A Polícia Legislativa do Senado vai investigar se alguém entrou com uma câmera na sala-cofre da CPMI do INSS, onde ficam armazenados os arquivos das quebras de sigilo de Daniel Vorcaro, dono do Banco Master.
O anúncio foi feito nesta terça-feira (17) pelo senador Carlos Viana (Podemos-MG), presidente da comissão, que apontou imagens como evidência de que alguém teria fotografado as telas dos computadores da sala protegida.
A investigação foi anunciada um dia após o ministro André Mendonça, do STF, proibir o acesso ao material guardado na sala-cofre da CPMI — medida tomada para preservar o sigilo dos conteúdos relacionados a Vorcaro.
Em entrevista ao programa Roda Viva, da TV Cultura, Viana foi direto: “As imagens dos computadores, que foram veiculadas pela imprensa, mostram que alguém entrou com uma câmera. Lá há um detector de metais, pelo qual os parlamentares também precisam passar. Os celulares ficam do lado de fora da sala. É proibido entrar com celular.”

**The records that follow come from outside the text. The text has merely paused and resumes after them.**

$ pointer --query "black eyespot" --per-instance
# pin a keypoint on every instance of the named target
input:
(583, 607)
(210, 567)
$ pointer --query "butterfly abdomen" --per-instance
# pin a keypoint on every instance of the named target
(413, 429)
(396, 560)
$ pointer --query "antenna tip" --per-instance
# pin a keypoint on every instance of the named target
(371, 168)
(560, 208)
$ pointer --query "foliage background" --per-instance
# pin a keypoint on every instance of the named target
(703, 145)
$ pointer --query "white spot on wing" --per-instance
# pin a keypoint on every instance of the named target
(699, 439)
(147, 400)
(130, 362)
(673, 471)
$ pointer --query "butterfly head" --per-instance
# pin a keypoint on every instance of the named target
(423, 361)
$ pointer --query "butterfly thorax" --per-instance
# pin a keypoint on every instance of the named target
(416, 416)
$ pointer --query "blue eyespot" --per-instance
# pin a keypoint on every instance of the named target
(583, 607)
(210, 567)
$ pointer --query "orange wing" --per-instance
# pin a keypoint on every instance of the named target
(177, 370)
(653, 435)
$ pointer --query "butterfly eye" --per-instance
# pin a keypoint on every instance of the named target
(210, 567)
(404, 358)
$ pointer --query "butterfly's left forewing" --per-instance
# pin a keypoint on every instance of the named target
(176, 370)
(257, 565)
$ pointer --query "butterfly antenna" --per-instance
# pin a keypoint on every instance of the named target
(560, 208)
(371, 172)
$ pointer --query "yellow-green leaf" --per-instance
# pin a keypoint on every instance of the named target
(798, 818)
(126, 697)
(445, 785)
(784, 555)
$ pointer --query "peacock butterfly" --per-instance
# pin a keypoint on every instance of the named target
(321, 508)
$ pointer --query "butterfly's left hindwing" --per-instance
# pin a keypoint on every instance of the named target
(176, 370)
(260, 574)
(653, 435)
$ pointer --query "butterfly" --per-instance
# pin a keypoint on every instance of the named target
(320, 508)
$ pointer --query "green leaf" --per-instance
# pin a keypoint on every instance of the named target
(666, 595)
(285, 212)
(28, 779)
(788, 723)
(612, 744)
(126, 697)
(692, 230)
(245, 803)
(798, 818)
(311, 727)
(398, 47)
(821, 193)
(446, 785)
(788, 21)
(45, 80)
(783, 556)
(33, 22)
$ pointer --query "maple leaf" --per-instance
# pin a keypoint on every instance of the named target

Na segunda-feira (16), Mendonça havia bloqueado com urgência o acesso à sala-cofre e determinado que a PF retirasse seus equipamentos — decisão que expôs a existência de mensagens íntimas de Vorcaro nos arquivos e que agora leva a CPMI a investigar como aquele conteúdo vazou. Saiba mais sobre o bloqueio da sala-cofre.
A suspeita de que dados sigilosos de Vorcaro chegaram indevidamente à imprensa já havia levado Mendonça a abrir um inquérito na Polícia Federal — investigação que agora pode convergir com a apuração sobre a câmera na sala-cofre. Leia sobre o inquérito no STF.
Com a interdição determinada pelo STF, Viana afirmou que pretende negociar com Mendonça quais partes das quebras de sigilo de Vorcaro poderão ser devolvidas à comissão para dar continuidade às investigações.
Dias antes, Viana havia negado qualquer vazamento e defendido que a comissão sempre atuou dentro dos limites legais — posição que ganhou nova dimensão com a suspeita de que alguém entrou com câmera na sala protegida. Veja a declaração anterior de Viana.
O futuro da própria CPMI também está em aberto. O senador disse não ter recebido sinalização do presidente do Senado, Davi Alcolumbre (União-AP), sobre a prorrogação dos trabalhos. A comissão já entrou com pedido no STF para estender suas atividades por mais 60 dias além do prazo atual, que se encerra em 28 de março.